Most likely you will arrive by plane or by boat in Nouméa. Everything is in Noumea, most people live there and it is the main city. Nouméa city has about 100.000 people wheras the second biggest city Koné has only about 5.000.
Hitching in New Caledonia is pretty easy. Knowing French is very helpful though.
Keep the time in mind and the public holidays. Most people leave Noumea for the weekend and there is plenty of traffic going out of town on Friday afternoon/evening and Saturday morning. Logically Sunday evening is the busy return traffic. But no need to wait for the weekend to hitchhike, there is plenty of traffic all the time.

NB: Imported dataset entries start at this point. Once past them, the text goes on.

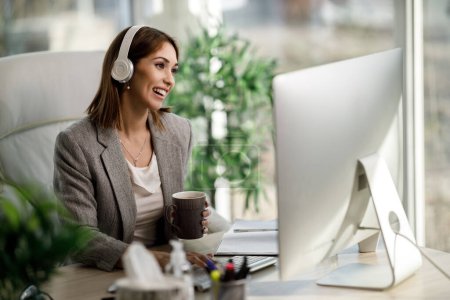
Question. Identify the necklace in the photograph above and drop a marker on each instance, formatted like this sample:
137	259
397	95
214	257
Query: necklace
135	159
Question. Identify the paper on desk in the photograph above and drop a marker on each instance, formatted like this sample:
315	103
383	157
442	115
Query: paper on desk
249	243
241	225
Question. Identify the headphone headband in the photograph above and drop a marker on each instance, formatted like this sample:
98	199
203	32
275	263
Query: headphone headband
123	68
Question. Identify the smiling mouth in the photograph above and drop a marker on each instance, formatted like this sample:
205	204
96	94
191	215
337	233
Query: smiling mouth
161	92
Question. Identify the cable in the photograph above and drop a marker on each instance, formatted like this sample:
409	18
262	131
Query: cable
418	248
424	255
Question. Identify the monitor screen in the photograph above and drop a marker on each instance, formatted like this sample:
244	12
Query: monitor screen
328	118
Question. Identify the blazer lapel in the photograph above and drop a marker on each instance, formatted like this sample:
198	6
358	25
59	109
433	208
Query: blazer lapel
169	159
117	170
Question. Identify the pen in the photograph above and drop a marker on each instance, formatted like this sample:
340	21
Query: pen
229	271
244	270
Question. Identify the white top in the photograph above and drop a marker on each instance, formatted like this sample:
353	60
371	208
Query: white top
147	191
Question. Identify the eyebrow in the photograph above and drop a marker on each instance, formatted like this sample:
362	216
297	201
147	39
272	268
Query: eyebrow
165	59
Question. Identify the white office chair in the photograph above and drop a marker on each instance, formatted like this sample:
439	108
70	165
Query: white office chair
41	94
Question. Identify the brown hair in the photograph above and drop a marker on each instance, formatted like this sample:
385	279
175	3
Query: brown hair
104	108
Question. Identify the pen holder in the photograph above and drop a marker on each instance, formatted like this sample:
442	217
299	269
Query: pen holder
230	290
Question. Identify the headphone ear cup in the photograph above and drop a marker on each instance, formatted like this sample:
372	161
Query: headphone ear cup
122	70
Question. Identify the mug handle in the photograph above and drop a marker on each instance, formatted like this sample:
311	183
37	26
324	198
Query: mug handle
168	215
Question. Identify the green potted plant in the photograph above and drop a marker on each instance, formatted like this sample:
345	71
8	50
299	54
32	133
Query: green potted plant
226	91
36	235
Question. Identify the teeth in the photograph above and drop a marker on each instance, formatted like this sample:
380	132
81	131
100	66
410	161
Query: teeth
160	91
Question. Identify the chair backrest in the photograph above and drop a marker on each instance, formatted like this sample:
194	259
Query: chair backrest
41	94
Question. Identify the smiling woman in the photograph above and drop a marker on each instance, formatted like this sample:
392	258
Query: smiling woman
117	169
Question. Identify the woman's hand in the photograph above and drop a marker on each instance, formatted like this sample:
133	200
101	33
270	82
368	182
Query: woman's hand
162	257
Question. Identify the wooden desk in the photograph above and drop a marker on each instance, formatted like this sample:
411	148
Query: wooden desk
76	282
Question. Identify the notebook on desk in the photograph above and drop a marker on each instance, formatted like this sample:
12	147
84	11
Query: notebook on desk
251	238
257	240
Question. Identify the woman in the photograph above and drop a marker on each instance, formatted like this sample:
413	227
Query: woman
116	169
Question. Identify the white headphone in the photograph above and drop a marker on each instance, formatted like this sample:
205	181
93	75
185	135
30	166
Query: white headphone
123	67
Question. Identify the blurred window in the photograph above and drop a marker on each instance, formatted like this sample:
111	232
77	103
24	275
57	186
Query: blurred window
437	123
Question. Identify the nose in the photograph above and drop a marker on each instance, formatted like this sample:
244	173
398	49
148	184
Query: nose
169	79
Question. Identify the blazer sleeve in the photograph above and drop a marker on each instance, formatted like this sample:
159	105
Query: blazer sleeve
73	183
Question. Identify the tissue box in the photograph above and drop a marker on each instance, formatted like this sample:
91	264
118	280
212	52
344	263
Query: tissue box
169	289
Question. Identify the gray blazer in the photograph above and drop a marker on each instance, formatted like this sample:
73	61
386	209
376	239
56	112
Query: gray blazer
91	178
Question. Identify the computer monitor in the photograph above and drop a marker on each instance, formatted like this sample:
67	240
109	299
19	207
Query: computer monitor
336	127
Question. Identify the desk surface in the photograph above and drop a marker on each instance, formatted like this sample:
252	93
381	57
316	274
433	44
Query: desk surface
77	282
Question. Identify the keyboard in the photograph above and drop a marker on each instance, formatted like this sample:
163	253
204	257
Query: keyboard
201	278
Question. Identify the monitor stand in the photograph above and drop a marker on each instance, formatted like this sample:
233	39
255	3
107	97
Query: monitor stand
403	256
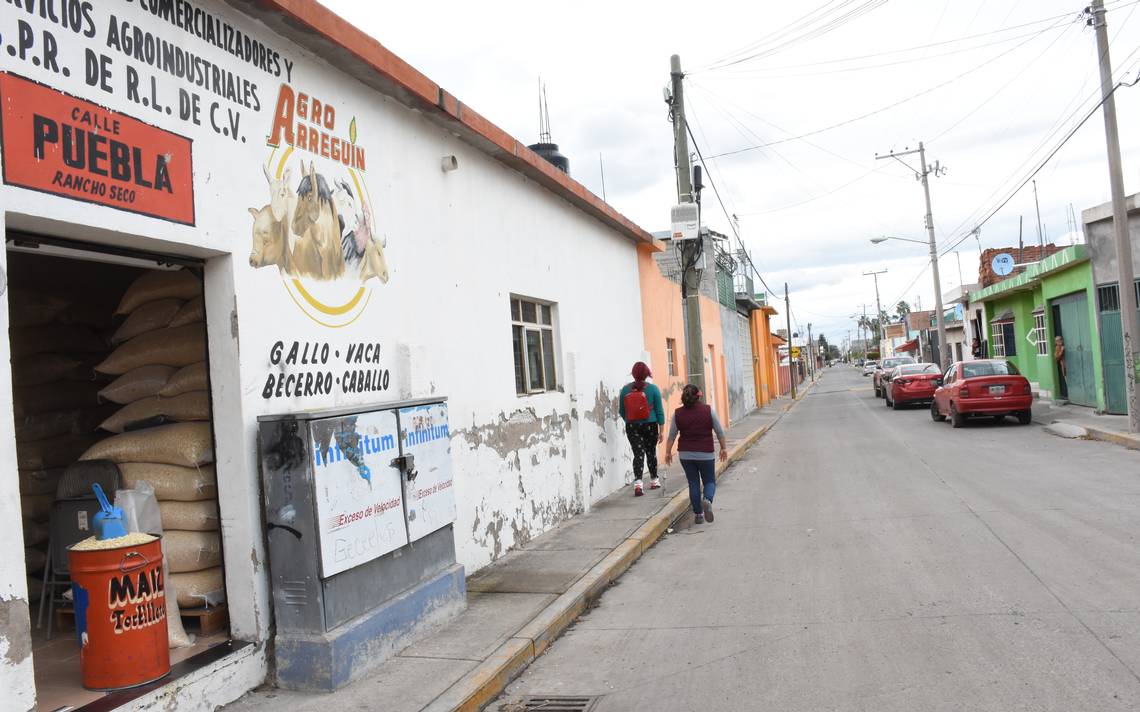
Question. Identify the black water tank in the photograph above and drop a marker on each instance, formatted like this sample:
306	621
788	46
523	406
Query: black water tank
550	152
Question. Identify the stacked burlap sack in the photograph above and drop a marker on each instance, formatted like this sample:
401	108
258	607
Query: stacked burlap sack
55	345
162	431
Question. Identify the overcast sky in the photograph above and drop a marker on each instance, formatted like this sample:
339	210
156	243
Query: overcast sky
991	87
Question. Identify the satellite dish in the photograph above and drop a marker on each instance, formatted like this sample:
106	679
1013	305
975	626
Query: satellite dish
1002	263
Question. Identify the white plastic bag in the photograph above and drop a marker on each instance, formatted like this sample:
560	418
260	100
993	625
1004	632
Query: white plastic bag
141	514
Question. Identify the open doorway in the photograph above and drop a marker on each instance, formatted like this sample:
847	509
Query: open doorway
110	365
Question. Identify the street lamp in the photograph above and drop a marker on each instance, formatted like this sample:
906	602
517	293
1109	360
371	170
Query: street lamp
937	288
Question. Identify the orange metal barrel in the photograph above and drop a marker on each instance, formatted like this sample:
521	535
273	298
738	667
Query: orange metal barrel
121	615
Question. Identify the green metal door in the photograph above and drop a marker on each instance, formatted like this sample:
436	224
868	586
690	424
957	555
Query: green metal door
1074	329
1112	349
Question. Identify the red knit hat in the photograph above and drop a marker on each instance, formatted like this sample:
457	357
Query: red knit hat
641	371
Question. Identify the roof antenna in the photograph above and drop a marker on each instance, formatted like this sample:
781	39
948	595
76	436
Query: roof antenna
544	114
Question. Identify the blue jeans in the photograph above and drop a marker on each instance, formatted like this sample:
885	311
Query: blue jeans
698	472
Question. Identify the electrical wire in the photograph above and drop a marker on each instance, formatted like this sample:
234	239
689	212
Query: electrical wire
1113	5
732	223
799	31
882	108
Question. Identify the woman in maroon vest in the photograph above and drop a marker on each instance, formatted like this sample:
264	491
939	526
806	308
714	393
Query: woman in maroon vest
695	423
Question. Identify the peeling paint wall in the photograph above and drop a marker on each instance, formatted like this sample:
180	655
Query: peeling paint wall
15	624
735	361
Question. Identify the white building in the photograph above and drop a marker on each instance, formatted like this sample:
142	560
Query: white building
479	271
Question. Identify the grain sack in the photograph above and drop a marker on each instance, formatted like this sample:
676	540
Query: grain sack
138	383
59	395
172	482
201	516
147	318
200	588
39	481
159	285
54	338
29	308
37	507
193	406
188	551
192	312
47	367
34	533
34	559
53	452
177	346
54	423
193	377
181	443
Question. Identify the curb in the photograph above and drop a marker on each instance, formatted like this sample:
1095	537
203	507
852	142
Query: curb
1124	440
488	679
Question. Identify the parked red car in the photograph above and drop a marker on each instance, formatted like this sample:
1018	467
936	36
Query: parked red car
985	387
911	383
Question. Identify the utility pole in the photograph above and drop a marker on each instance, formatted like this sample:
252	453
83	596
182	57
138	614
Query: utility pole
1041	239
1130	321
811	352
923	174
791	375
878	305
690	278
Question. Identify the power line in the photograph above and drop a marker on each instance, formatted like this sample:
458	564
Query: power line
732	223
884	108
928	46
800	33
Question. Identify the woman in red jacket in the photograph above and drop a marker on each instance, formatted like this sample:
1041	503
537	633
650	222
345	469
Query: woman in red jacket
695	423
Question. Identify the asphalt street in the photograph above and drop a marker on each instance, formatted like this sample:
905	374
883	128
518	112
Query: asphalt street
871	559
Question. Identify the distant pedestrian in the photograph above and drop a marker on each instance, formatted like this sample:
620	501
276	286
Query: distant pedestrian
695	423
640	406
1061	367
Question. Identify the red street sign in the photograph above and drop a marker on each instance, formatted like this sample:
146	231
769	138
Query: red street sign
58	144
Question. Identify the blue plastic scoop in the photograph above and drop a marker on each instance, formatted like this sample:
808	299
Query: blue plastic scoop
108	522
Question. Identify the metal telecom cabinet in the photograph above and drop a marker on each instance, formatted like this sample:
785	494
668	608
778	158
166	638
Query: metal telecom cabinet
359	506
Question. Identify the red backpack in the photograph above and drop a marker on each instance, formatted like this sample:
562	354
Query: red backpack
636	404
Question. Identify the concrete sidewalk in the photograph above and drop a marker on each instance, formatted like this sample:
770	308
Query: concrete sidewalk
521	603
1105	427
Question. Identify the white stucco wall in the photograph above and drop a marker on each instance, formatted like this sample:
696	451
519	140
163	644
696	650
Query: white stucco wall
458	244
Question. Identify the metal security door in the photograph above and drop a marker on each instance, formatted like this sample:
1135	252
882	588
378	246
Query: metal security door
747	362
429	492
1074	329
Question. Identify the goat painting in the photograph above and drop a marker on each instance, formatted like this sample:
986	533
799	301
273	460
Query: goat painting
317	227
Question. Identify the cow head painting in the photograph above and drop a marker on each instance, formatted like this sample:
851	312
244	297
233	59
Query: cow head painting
318	229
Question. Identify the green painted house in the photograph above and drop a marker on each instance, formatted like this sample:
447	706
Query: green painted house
1053	297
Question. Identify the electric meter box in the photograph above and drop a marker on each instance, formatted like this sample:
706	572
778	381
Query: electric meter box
359	507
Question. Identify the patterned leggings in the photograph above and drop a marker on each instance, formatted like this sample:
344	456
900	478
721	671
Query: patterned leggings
643	440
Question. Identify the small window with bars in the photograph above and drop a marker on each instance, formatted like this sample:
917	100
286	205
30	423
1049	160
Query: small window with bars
670	356
1108	299
1040	336
532	342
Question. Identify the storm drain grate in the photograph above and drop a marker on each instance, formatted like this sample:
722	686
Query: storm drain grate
535	703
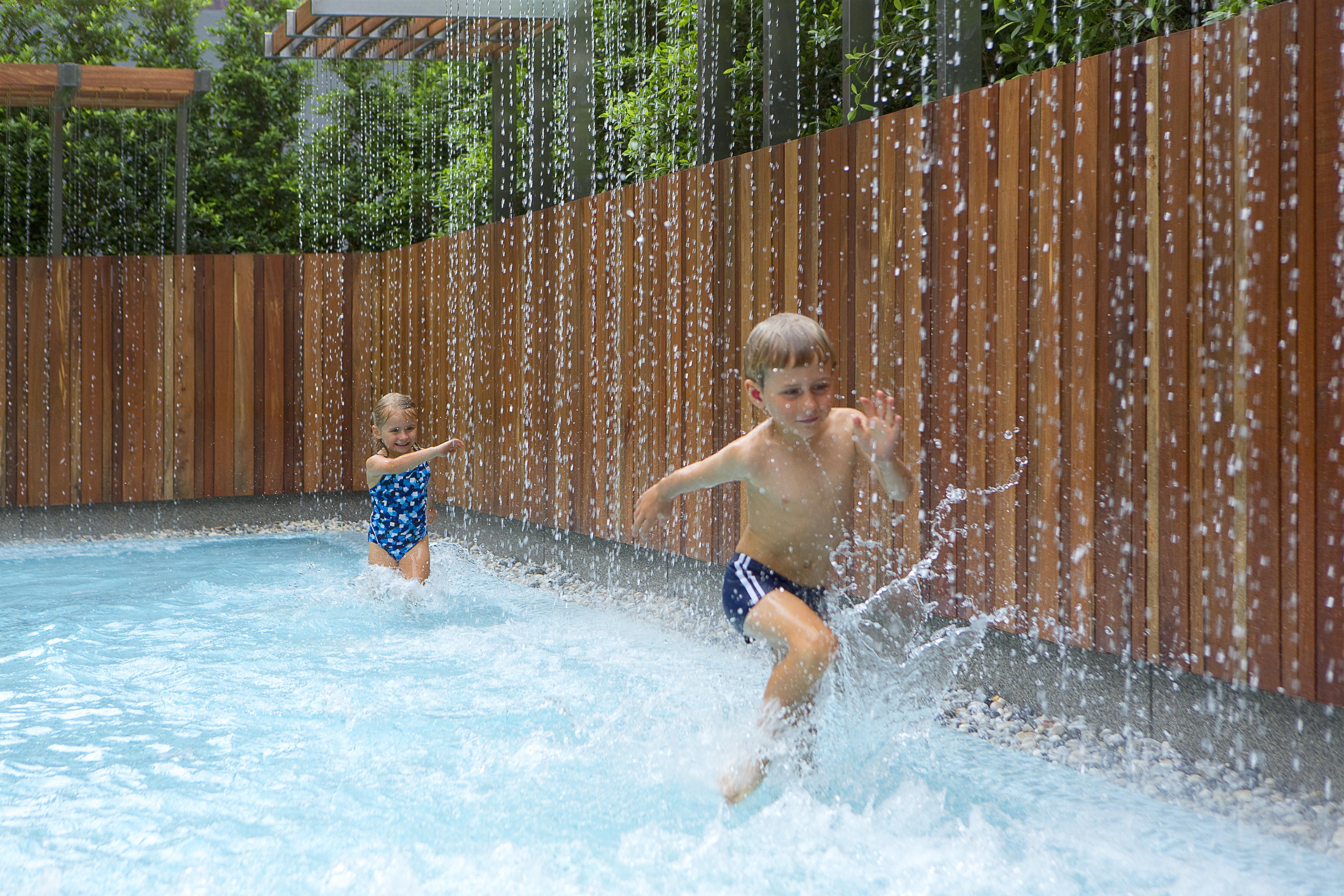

However, many people have their cars packed up with their camping and diving gear, several eskis, kids, dogs, etc. So there might be a lot of traffic but sometimes there is no space left for a hitch-hiker. Traveling light is a good advice.
There are quite a few hitch-hikers along the road, typically one every 100km. Mostly locals who just sit lazy on the side of the road with their thumb out. With a bit of effort, like a sign, a travellers backpack, etc. people are more likely to stop for you. There are only a few "travellers" on the island and people are usually interested in their story.
Also it happens that one person (usually locals) is standing on the road and several others are hiding behind the bushes and then they suddenly jump out when a car stops. If you look a bit around where you stick your thumb out, so there are no obvious hiding places, it is again more likely that people will stop.
The further you hitch out of Nouméa, the less traffic you will encounter. On a Saturday noon, when there should be peak traffic up in the North, Bernhard counted only about one car every five minutes (mostly local short-distance traffic). However, you will wait no longer than 5 or 10 cars and someone will stop.